The internet, as it is wont to do, got itself in something of a kerfuffle this week with the revelation (if you can call it that) that Street Fighter V character R. Mika’s butt-smacking taunt had been toned-down somewhat. To quote Street Fighter boss Yoshinoro Ono, “Those changes came up internally. We decided to remove that because we want the biggest possible number of people to play, and we don’t want to have something in the game that might make someone uncomfortable.” Take a look at commentary on this topic, however, and the usual cries of censorship and stifling creative freedom come up again and again. They are completely unfounded. I’m not saying this as an opinion, I’m saying this as a fact.

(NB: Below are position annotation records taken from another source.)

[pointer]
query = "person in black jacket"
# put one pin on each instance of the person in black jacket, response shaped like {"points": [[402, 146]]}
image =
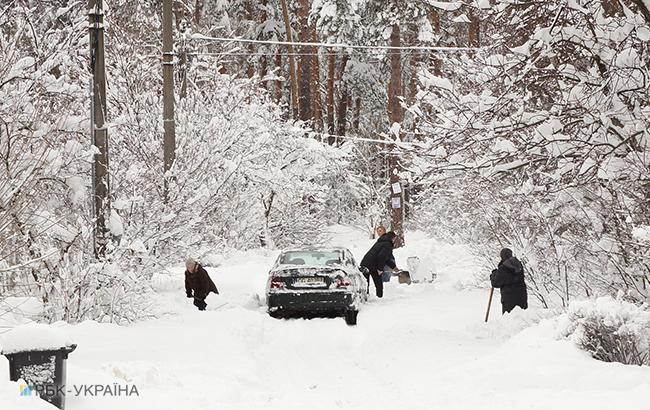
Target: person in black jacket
{"points": [[198, 284], [509, 277], [380, 255]]}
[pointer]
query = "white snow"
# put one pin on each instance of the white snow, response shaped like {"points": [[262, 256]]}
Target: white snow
{"points": [[641, 233], [35, 336], [423, 346]]}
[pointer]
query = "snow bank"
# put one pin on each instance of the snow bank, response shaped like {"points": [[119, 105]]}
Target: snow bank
{"points": [[503, 327], [34, 336], [610, 330]]}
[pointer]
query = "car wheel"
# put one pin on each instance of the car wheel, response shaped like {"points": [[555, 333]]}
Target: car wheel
{"points": [[351, 317]]}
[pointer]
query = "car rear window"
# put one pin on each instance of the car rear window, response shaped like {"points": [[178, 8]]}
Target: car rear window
{"points": [[312, 258]]}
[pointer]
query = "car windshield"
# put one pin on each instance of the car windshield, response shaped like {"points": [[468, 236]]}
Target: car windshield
{"points": [[312, 258]]}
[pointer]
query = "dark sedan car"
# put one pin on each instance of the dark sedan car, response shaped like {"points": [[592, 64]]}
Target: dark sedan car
{"points": [[316, 281]]}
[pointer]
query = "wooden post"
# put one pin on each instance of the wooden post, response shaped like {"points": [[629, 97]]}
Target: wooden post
{"points": [[99, 133], [292, 60], [169, 141], [395, 117], [487, 314]]}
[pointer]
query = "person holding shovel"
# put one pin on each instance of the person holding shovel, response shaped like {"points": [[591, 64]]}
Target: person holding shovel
{"points": [[509, 278], [380, 255], [198, 284]]}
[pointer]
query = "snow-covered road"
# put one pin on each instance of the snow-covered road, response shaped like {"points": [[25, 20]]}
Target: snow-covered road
{"points": [[422, 346]]}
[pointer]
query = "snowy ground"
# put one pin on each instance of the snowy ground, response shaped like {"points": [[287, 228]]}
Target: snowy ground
{"points": [[422, 346]]}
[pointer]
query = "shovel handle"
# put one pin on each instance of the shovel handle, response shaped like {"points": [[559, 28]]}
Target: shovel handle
{"points": [[487, 313]]}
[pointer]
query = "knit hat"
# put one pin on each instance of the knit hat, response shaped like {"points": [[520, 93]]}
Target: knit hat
{"points": [[506, 254]]}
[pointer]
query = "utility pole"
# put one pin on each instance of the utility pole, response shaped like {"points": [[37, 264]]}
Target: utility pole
{"points": [[169, 142], [395, 116], [99, 133]]}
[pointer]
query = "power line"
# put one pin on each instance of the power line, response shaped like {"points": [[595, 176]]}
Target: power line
{"points": [[242, 53], [330, 45]]}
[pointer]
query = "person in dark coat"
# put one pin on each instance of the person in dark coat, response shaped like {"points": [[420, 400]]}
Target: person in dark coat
{"points": [[509, 277], [380, 255], [198, 283]]}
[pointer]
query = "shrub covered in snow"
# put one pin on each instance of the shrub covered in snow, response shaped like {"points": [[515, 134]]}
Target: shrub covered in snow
{"points": [[611, 330]]}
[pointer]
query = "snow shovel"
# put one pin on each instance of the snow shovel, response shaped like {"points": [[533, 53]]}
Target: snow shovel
{"points": [[487, 314], [404, 276]]}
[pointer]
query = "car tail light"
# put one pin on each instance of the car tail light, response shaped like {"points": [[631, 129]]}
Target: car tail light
{"points": [[276, 282], [342, 282]]}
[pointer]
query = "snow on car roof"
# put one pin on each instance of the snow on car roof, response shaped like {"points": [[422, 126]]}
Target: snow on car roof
{"points": [[315, 249]]}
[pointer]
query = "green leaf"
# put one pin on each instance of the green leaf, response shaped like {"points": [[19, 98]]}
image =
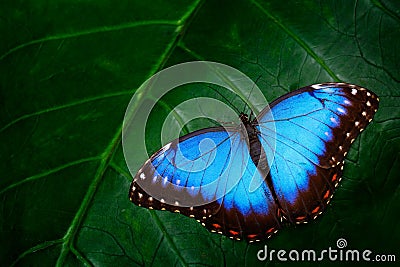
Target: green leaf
{"points": [[69, 69]]}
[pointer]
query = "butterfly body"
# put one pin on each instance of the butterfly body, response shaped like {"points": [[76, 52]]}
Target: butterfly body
{"points": [[294, 152]]}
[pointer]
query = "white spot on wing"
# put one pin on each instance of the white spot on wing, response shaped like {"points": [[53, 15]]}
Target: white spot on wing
{"points": [[341, 110]]}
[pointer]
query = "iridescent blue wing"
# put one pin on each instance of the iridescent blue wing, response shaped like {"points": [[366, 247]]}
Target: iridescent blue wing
{"points": [[206, 175], [315, 127]]}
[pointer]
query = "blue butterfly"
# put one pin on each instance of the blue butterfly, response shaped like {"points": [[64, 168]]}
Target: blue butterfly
{"points": [[248, 181]]}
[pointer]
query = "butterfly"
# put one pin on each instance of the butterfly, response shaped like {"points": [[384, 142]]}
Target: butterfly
{"points": [[249, 181]]}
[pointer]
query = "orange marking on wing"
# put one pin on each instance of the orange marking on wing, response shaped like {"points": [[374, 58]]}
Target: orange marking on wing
{"points": [[217, 226], [326, 194], [315, 210], [234, 233], [251, 236], [270, 230]]}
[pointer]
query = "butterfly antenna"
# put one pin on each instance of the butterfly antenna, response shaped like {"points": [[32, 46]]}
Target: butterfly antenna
{"points": [[248, 97]]}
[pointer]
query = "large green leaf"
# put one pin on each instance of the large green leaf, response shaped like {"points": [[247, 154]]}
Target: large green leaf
{"points": [[69, 69]]}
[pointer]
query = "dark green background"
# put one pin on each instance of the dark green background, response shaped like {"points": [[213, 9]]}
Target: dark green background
{"points": [[69, 68]]}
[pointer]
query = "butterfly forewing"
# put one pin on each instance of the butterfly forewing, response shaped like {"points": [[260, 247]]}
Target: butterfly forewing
{"points": [[304, 136]]}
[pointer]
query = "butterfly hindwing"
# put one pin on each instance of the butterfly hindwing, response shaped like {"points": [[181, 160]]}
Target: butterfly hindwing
{"points": [[206, 175], [299, 145]]}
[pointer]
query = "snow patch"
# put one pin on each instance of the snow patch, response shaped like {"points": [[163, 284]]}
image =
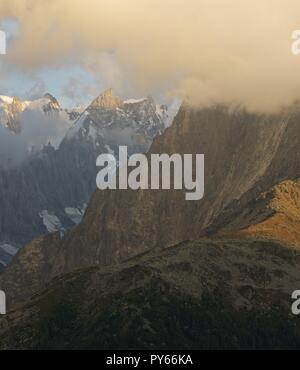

Street Fighter V is a creative work that is still in development. If the work’s creators decide they want to change elements of it before it reaches market, that is their prerogative. To not do that would be stifling creative freedom. To not do that would be censorship.
As for the censorship of R. Mika herself as a character, let’s look at the facts. She’s a female wrestler with a cup size that defies belief, wearing an incredibly low-cut top and ass-less pants. There’s little getting around the fact that her outfit is ludicrous, but let’s put that aside for a moment – it’s a trope of fighting games that hasn’t shaken in several decades and likely won’t start soon. However to say that she herself has been somehow censored just isn’t true.
Secondly, let’s look at the animation in question. A lot of the supposed furor is to do with the fact that R. Mika should be able to behave as she pleases, and not allowing her to slap her ass is somehow a violation of that freedom. What a lot of people seem to miss in this is that R. Mika is not a person, she’s been designed. She doesn’t have a ‘right’ to behave the way she pleases, a group of developers are creating that behavior from the ground up. Even more interestingly, if you compare the old and new cuts of it, you can see that it actually hasn’t changed at all. What’s really changed is that the camera now no longer swoops down between her legs to look up at her butt while she’s slapping it.
I’m not going to debate the merits of slapping one’s butt. I’ll leave that to the experts. However forcing the camera to take a money shot of her crotch before she performs her super is not only objectifying but also just…. really lame. Creating a sexualised character is one thing – and again, I’m not here to debate that point – but forcing the camera into deliberately pervy positions is something else entirely, and we’ve seen too much of it recently in otherwise excellent games like Bayonetta 2 and Metal Gear Solid V. Gamers are not primarily teenage boys anymore, and in 2015 this kind of thing comes off as childish and tiresome. Capcom made the right choice. This shouldn’t be a debate any more.